Apesar de aparecer mais, o artista tenta manter uma certa reserva. Só em 2015 aderiu finalmente a uma rede social, o Instagram (@theartistshag). "Parte do valor da arte é o mistério que ela traz", diz Josh, que foi um dos primeiros artistas do mundo a ter uma página on-line, em 1996 (shag.com).

Josh, 53, é casado com uma diretora de teatro, com quem tem dois filhos, uma de 17 e outro de 13. É o mais velho de nove irmãos, criados numa família de mórmons. Passou os primeiros oito anos de vida no Havaí, antes de se mudar para Utah e, depois, para a Califórnia, onde estudou arquitetura e depois contabilidade, em Long Beach.

No fim, acabou se formando em artes plásticas. Na época, meados dos anos 1980, tocava numa banda de folk punk e fazia ilustrações para gravadoras e revistas, trabalho que manteve por quase dez anos. "Era recém-casado e não tinha grana. Comecei a pintar as coisas que eu queria fazer, pessoas com quem queria estar, cadeiras que queria ter", diz Josh, que passou a misturar estilos Tiki e design modernista com referências publicitárias dos anos 1950 e 60.

Nem sempre suas obras foram divertidas, cheias de cor e baladas. Lá por 2008, Josh se viu entediado com suas pinturas e iniciou uma fase negra, cheia de mensagens subliminares e demônios pessoais. "Sentia que estava pintando para outras pessoas, sabia o que elas gostavam, o que ia vender, estava fazendo uma grana boa, mas... Estava cansado. Queria pintar só para mim, não ligava se fosse vender ou não. Fiz isso por três anos."

Linha do tempo - Shag

A recepção foi boa, ainda que alguns fãs tenham ficado chateados. Um acidente quase mortal o fez reavaliar sua produção novamente: ele tinha acabado de voltar da Inglaterra, estava mal de "jet lag" e resolveu começar a beber às 11h, após passar a noite pintando. Quando viu, acordou no hospital, onde ficou por quatro dias. Ele havia caído do janelão de vidro da sala.

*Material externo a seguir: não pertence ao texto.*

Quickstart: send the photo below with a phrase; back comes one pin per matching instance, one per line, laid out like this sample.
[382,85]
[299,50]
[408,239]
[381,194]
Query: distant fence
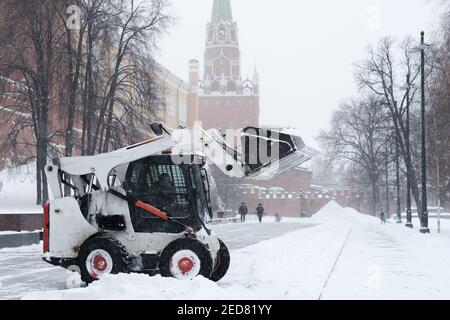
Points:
[20,222]
[15,240]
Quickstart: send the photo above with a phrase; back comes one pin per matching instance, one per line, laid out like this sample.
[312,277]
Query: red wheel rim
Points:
[185,264]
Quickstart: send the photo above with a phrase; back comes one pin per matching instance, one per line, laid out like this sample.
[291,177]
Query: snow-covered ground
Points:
[18,191]
[337,254]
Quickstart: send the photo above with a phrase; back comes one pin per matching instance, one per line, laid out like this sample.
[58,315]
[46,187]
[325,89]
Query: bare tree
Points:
[382,75]
[131,33]
[32,46]
[358,138]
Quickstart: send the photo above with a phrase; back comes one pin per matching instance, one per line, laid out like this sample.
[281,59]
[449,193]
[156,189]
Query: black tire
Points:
[206,261]
[222,262]
[117,252]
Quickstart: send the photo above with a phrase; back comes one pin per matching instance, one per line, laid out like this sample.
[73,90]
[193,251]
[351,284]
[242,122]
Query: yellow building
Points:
[178,98]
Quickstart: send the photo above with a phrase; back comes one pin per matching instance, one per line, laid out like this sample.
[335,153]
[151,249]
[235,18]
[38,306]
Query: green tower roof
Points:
[222,11]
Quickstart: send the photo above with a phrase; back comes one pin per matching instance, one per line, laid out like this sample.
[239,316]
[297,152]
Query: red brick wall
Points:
[228,112]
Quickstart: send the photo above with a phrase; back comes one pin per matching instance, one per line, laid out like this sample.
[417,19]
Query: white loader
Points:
[146,208]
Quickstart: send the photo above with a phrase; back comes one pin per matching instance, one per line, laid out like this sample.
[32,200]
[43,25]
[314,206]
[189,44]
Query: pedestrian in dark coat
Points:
[383,217]
[243,211]
[260,212]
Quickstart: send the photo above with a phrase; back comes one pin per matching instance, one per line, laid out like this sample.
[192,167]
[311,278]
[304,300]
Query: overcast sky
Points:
[304,50]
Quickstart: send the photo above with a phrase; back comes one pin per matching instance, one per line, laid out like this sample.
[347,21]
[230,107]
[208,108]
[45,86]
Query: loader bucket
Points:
[267,153]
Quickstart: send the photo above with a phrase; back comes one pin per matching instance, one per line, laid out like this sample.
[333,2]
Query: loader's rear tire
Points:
[100,256]
[222,262]
[185,259]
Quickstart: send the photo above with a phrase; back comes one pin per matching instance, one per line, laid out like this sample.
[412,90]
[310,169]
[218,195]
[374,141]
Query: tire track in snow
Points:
[335,263]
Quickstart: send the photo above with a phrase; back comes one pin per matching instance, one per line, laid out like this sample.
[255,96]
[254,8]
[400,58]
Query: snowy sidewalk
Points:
[387,262]
[338,254]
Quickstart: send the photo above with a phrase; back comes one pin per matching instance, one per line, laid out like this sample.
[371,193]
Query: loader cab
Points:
[180,190]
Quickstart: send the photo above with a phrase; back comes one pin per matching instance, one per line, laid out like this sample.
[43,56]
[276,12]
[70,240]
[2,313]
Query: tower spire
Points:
[221,11]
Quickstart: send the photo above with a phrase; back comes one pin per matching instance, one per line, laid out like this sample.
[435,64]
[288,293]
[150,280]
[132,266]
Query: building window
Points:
[170,105]
[182,110]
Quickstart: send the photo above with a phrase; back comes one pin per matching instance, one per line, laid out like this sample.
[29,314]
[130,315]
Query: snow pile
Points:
[292,266]
[18,190]
[345,255]
[144,287]
[334,213]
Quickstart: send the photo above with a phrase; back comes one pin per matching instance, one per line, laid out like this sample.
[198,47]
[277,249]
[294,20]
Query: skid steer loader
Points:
[146,208]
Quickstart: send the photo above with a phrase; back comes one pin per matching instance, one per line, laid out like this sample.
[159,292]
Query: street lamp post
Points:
[408,87]
[424,219]
[387,179]
[409,223]
[397,168]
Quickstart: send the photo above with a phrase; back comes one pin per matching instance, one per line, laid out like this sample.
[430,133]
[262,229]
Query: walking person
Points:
[260,212]
[383,217]
[243,211]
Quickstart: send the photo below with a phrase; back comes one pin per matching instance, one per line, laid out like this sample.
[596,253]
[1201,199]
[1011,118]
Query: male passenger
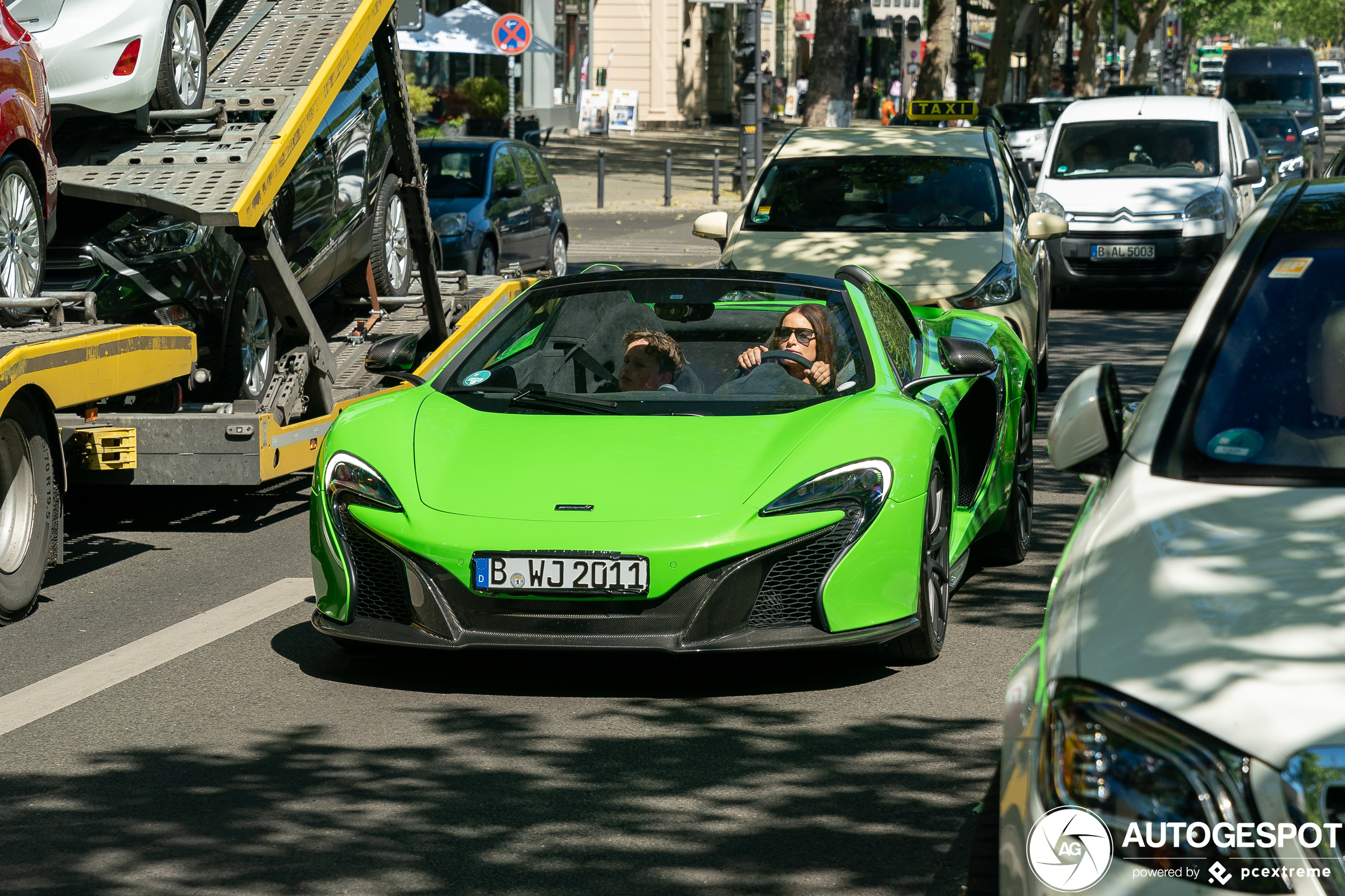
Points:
[653,360]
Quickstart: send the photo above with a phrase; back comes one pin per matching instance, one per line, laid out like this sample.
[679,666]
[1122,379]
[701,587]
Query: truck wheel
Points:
[182,65]
[250,358]
[23,237]
[926,642]
[392,254]
[29,508]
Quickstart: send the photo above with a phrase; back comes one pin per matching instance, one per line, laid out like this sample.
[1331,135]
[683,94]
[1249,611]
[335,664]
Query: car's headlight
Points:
[1206,207]
[350,478]
[162,240]
[998,288]
[451,225]
[1129,763]
[1048,205]
[864,483]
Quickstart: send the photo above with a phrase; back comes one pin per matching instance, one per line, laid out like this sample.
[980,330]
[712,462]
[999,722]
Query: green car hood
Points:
[521,467]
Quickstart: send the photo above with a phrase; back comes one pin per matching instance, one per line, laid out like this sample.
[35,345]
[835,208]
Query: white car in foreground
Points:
[118,56]
[1188,687]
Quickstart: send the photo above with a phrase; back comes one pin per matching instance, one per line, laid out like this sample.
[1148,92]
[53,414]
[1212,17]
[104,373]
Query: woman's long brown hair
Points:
[817,316]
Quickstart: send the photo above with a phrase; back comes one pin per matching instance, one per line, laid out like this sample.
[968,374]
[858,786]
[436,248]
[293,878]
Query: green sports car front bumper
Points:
[758,592]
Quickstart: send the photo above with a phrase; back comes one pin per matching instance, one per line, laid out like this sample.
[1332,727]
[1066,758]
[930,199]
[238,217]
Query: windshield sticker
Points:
[1235,445]
[1290,268]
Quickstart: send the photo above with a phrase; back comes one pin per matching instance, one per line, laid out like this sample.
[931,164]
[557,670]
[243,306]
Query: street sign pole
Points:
[512,35]
[756,80]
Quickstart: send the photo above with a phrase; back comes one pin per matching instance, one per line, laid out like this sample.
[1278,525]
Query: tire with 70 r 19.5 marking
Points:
[30,507]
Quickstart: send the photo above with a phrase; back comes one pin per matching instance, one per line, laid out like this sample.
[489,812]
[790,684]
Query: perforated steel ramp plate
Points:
[288,58]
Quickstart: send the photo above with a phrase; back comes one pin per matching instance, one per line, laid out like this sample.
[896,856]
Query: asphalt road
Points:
[270,762]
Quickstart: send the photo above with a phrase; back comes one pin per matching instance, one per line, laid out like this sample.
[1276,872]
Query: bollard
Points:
[715,179]
[668,178]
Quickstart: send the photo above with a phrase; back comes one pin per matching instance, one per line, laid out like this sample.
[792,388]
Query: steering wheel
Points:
[787,356]
[943,218]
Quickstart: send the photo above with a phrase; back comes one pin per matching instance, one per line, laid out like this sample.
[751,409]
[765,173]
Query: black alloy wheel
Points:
[1009,545]
[30,507]
[926,642]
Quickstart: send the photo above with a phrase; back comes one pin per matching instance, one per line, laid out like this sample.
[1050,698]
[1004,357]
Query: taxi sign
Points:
[940,109]
[512,34]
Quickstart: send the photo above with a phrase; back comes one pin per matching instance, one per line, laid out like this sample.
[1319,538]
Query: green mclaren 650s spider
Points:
[684,461]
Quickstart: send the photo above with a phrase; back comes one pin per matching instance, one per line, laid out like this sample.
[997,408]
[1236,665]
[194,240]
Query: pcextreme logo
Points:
[1070,849]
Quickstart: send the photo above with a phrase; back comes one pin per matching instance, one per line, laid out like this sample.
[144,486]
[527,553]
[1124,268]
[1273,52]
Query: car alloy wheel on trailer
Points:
[29,508]
[23,242]
[182,70]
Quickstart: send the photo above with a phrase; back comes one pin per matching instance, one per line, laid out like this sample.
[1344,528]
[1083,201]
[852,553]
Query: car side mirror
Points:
[394,356]
[1045,226]
[712,225]
[965,358]
[1251,174]
[1084,435]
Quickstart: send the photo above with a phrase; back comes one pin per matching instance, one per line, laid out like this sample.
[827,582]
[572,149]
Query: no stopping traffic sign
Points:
[512,34]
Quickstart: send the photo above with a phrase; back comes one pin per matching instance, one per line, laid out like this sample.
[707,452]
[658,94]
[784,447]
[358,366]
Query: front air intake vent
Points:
[381,590]
[790,590]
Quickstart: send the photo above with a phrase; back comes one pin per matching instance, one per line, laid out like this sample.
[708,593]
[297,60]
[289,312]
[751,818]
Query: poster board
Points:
[594,112]
[624,111]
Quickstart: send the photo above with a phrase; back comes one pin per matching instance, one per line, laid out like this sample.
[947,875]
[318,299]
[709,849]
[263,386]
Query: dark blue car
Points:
[494,203]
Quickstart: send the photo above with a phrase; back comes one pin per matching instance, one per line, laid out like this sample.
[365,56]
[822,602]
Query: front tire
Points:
[487,263]
[557,263]
[29,508]
[249,345]
[392,257]
[182,65]
[926,642]
[23,238]
[1009,545]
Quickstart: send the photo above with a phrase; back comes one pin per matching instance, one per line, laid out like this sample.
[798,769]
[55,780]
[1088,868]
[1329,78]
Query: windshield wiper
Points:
[539,397]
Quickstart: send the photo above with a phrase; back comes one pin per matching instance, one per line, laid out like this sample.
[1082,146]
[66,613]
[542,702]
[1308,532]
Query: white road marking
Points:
[74,684]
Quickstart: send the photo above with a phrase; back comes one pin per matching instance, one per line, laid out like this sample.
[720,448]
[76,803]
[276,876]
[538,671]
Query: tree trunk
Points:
[997,58]
[934,69]
[835,56]
[1087,15]
[1039,83]
[1149,19]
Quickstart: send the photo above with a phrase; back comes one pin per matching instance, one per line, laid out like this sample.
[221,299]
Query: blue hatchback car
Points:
[494,203]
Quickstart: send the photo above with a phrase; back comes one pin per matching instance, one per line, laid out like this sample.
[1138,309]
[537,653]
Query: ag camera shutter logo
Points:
[1070,849]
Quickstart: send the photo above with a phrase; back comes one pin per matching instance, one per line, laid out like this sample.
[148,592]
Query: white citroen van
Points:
[1152,187]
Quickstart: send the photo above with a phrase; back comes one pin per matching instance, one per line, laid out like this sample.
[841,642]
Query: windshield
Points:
[1020,116]
[455,173]
[877,194]
[1293,93]
[1282,129]
[653,346]
[1137,150]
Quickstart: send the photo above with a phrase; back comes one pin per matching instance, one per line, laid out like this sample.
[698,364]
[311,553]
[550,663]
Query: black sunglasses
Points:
[802,333]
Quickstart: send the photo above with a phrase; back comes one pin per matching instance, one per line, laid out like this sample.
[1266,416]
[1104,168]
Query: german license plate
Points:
[561,572]
[1122,251]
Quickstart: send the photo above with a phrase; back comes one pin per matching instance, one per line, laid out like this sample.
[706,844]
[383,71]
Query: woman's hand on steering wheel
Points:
[751,358]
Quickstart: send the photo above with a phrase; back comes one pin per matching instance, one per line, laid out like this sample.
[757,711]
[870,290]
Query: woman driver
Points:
[803,331]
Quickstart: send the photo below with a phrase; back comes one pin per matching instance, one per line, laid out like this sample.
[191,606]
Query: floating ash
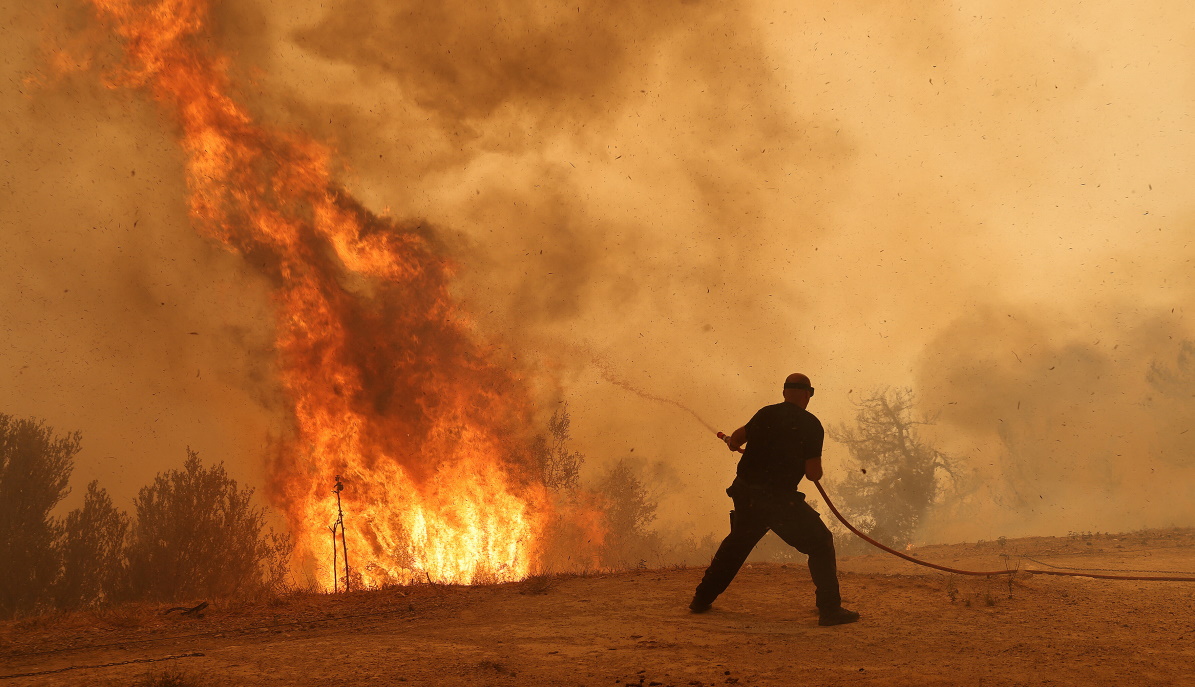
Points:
[384,382]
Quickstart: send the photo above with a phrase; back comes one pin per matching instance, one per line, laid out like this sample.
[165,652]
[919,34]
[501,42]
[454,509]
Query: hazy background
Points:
[984,201]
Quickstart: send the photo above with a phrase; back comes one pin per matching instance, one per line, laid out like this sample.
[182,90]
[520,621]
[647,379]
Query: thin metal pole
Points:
[336,584]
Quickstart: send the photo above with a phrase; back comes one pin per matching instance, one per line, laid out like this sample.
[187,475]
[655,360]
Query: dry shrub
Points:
[197,534]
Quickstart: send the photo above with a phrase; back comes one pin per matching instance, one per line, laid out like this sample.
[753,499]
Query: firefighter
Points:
[784,443]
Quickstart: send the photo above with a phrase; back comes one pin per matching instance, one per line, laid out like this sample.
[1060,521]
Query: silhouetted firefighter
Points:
[784,443]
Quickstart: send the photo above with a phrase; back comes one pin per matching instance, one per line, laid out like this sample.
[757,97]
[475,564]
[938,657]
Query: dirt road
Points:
[919,627]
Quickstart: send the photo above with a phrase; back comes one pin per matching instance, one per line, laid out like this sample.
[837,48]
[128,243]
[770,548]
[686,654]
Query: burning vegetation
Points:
[386,387]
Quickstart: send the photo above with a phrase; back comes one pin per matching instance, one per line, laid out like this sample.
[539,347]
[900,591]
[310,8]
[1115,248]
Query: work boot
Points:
[837,617]
[699,605]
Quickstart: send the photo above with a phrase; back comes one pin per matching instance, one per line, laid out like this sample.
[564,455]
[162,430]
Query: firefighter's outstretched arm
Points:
[736,439]
[813,468]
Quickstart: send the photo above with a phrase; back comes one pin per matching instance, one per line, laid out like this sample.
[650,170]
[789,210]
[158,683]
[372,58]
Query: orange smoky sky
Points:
[985,202]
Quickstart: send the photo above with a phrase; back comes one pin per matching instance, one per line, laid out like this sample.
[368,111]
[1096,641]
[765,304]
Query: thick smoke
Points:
[706,195]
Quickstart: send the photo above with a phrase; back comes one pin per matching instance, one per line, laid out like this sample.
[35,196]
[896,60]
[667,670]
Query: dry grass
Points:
[170,676]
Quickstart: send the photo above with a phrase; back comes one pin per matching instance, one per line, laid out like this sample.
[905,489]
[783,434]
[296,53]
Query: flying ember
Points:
[382,380]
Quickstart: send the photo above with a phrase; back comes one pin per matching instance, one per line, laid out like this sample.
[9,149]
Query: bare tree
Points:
[91,551]
[898,474]
[197,533]
[35,466]
[559,467]
[630,508]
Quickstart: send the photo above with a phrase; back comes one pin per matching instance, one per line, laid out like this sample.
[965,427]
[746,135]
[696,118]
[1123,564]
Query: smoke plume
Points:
[987,204]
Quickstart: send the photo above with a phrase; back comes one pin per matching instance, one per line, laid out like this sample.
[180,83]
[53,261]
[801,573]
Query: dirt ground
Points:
[918,627]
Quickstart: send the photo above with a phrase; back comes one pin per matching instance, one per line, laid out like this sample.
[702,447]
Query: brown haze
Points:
[984,202]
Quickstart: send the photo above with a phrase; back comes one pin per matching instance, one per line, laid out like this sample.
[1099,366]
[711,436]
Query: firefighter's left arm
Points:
[813,468]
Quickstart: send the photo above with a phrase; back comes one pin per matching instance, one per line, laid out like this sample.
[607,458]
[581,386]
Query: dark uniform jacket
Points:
[779,440]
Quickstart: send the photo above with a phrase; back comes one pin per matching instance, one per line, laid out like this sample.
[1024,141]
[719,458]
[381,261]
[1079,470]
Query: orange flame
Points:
[386,386]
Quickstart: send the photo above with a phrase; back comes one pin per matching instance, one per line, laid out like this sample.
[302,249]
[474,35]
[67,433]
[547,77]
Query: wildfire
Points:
[385,384]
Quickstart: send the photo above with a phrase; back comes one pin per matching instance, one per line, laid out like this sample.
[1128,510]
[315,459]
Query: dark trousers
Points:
[794,521]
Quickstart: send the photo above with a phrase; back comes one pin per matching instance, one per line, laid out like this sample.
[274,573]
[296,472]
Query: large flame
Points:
[387,387]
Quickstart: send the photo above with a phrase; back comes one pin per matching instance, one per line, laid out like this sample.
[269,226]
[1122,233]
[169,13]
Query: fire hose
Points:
[975,572]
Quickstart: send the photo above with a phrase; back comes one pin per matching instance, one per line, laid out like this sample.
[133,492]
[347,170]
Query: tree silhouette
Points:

"Meus quadros estavam profundos demais. Olhando em retrospectiva, outros artistas já faziam algo parecido. Resolvi voltar ao que sabia fazer de melhor, o que era único e que estava negligenciando: os clássicos Shags", diz. "O acidente me fez querer voltar ao mundo de Shag que eu queria tanto habitar no começo da carreira", conta.

Josh realiza apenas duas exposições por ano para não inundar o mercado com suas obras e para manter os colecionadores felizes -entre os famosos estão Whoopi Goldberg, Ben Stiller e Nancy Sinatra. O mesmo faz com os produtos que levam seus desenhos.

Se antes Shag era quase como um Romero Britto, com suas ilustrações decorando centenas de pratos, cartões de aniversário e toalhas, hoje pode ser até difícil de achar alguns desses produtos. Criações antigas, como a série que produziu para o brinquedo "Haunted Mansion", da Disney, são agora consideradas raridades. No momento, segundo ele, seus desenhos estampam cerca de 40 produtos de linha própria.

Novidades são lançadas apenas em suas duas lojas: a primeira foi aberta em 2010 em Palm Springs, onde o artista tem outra casa, que dizem ser uma cópia de suas pinturas. A segunda abriu em 2015, em Los Angeles. Em ambas, estão à venda pinturas de US$ 50 mil e serigrafias de US$ 150, além de almofadas por US$ 75 e conjuntos de copos por US$ 50.

"No começo, era legal ver minha arte num guardanapo de coquetel, num isqueiro. Mas depois deixou de ser cool. Estava ficando superexposto e parei de renovar as licenças", diz. "Agora faço coisas em edições mais limitadas, que ganham mais valor e são mais desejáveis."

Josh já fez exposições em galerias do mundo todo, incluindo em São Paulo, em 2010, na Choque Cultural. "Acho que caipirinha foi a única coisa que tomei durante todo o tempo", conta, rindo. E também se apresentou em alguns museus, como no Andy Warhol Museum, de Pittsburgh. Ainda assim, pensa que não é levado a sério no mundo da arte.

"Há quem acredite que meu trabalho pertence à história da arte, mas acho que a elite artística discorda. Por enquanto. Talvez isso não aconteça enquanto eu estiver vivo", acredita. "Dizem que se você trabalha por bastante tempo e tem sucesso, você vira uma instituição. É o que tento fazer."